Line 1 of the Suzhou metro will run from Lingtianche in the west to Zhongnanjie in the east. It will be 25.74km long and will be totally underground, with 24 stations.

"Siemens was awarded a $26.6m subcontract by the Nanjing Research Institute of Electronic Technology (NRIET) on behalf of the Suzhou metro."

It will have interchanges at Suzhou Leyuan (Suzhou amusement park) and Xingtangjie (Xingtang Street) for line 3, Guangjinanlu (Guangjinan Road) for line 2 and Leqiao for line 4.

Line 2 will be 27km long and connect north and south parts of the city. It will extend from Suzhougaotiezhan to Yingchunnanlu, with 22 intermediate stations. One terminal of this line will be connected to the Beijing-Shanghai high-speed railway and the other end to south outer ring road in Wuzhong.

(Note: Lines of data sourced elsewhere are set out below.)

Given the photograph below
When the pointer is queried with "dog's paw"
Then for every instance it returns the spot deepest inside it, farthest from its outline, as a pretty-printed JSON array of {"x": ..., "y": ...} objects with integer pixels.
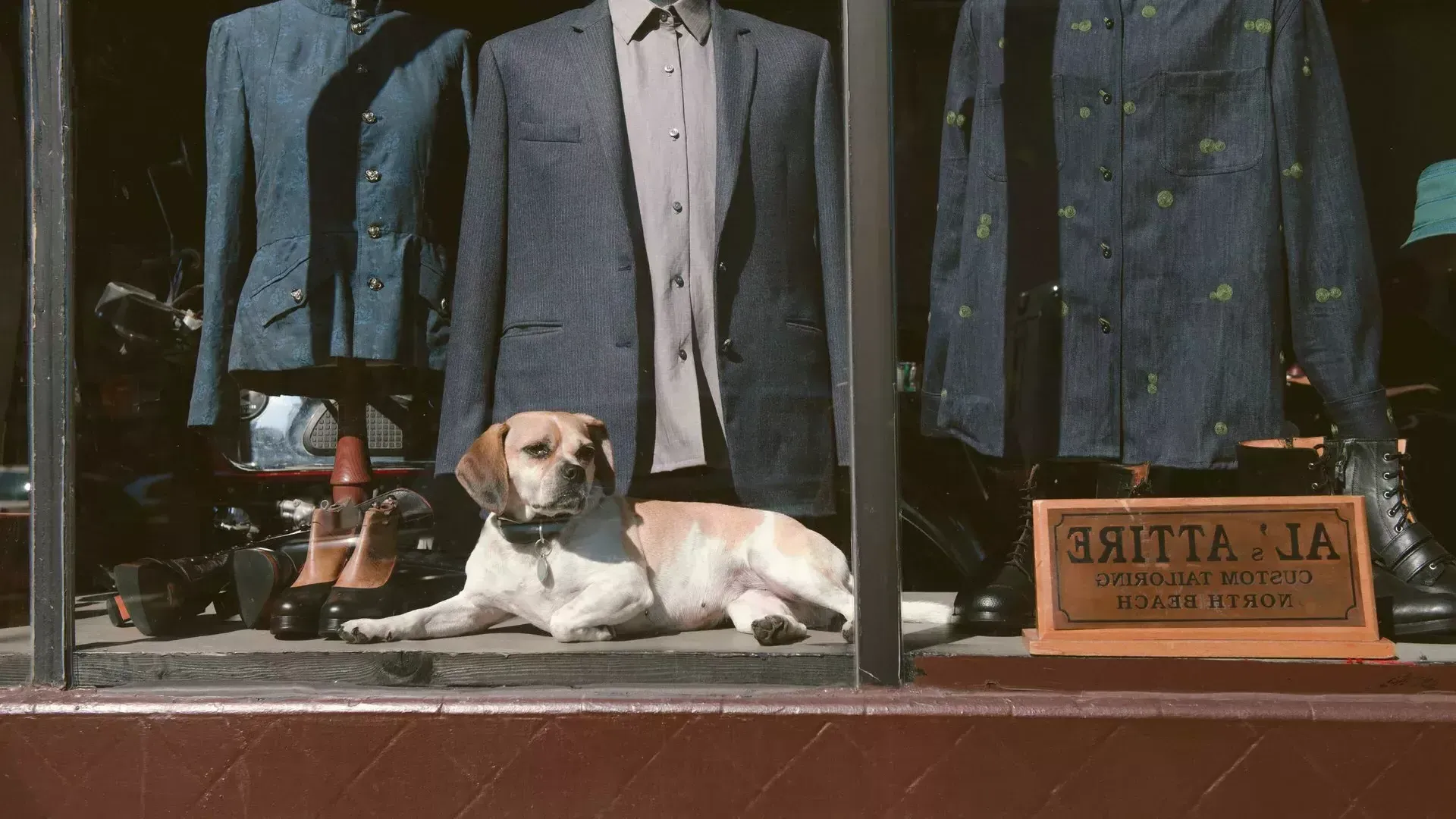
[
  {"x": 778, "y": 630},
  {"x": 585, "y": 634},
  {"x": 364, "y": 632}
]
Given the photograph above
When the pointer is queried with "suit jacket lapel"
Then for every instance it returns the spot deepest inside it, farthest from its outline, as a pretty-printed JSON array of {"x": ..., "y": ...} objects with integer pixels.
[
  {"x": 598, "y": 66},
  {"x": 737, "y": 61}
]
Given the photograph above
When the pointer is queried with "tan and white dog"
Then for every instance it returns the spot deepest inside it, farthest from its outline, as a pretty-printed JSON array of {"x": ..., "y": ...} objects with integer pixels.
[{"x": 595, "y": 566}]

The line will have interchanges at Suzhou Huo Che Zhan (Suzhou railway station) and Guangjinanlu (Guangjinan Lu) for line 1, Baodaixilu (Baodaixi Lu) for line 3, and Shihulu (Shihu Lu) for line 4.

Line 3 will be a 43.5km stretch between Xinquchengtie Station and Weiting, with 31 stations in total. It will have interchanges at Huashan Road for line 3, Baodai West Road for line 2, Baodai East Road for line 4, plus two interchanges at Suzhou amusement park and Xingtang Street for line 1. A branch of line 3 is also planned to stretch westwards from the Huashan Road station.

Line 4 will be a 31.2km stretch from Wanggengshang to Wangshan Road, with 22 stations in total. It will have interchanges at Renminlu for line 1, Baodaidonglu for line 3 and Shihulu for line 2.

Construction of the Chinese industrial city’s four line metro

A feasibility study for line 1 was completed in November 2003. Overall design was ready by March 2004. Tenders were called in March 2008 and contracts were awarded. Construction began in 2008 and was almost completed by 2011.

Excavation for two tunnels of length 23km was done using 14 tunnel boring machines. Chinese Seismic Intensity Scale level six standards are maintained in the construction of stations and tunnels.

Rolling stock on the proposed 140km long Suzhou metro

Line 1 will employ 24 trains, which will have operating speeds of 35km/h. The contract to supply the trains was awarded to China South Locomotive and Rolling Stock (CSR) in 2010. As of December 2011, 21 metro cars had been delivered and trail runs were being executed.

On March 2012 a $79.03m contract was awarded to Nanjing SR Puzhen Rail Transport (NPRT) for 23 five-car Type B2 trains for line 2. The trains will be delivered between 2013 and 2014.

NRPT is a joint venture between CSR and Singapore-based aluminium alloy component supplier Midas Holdings.

Signalling and communications along the four lines

Siemens was awarded a $26.6m subcontract by the Nanjing Research Institute of Electronic Technology (NRIET) on behalf of the Suzhou metro to supply train guard MT communication based train control (CBTC) signalling, with an air link, for line 1.

The contract also includes supply of a free propagation radio WLAN system, Sicas ECC electronic interlocking system and AzS axle counters.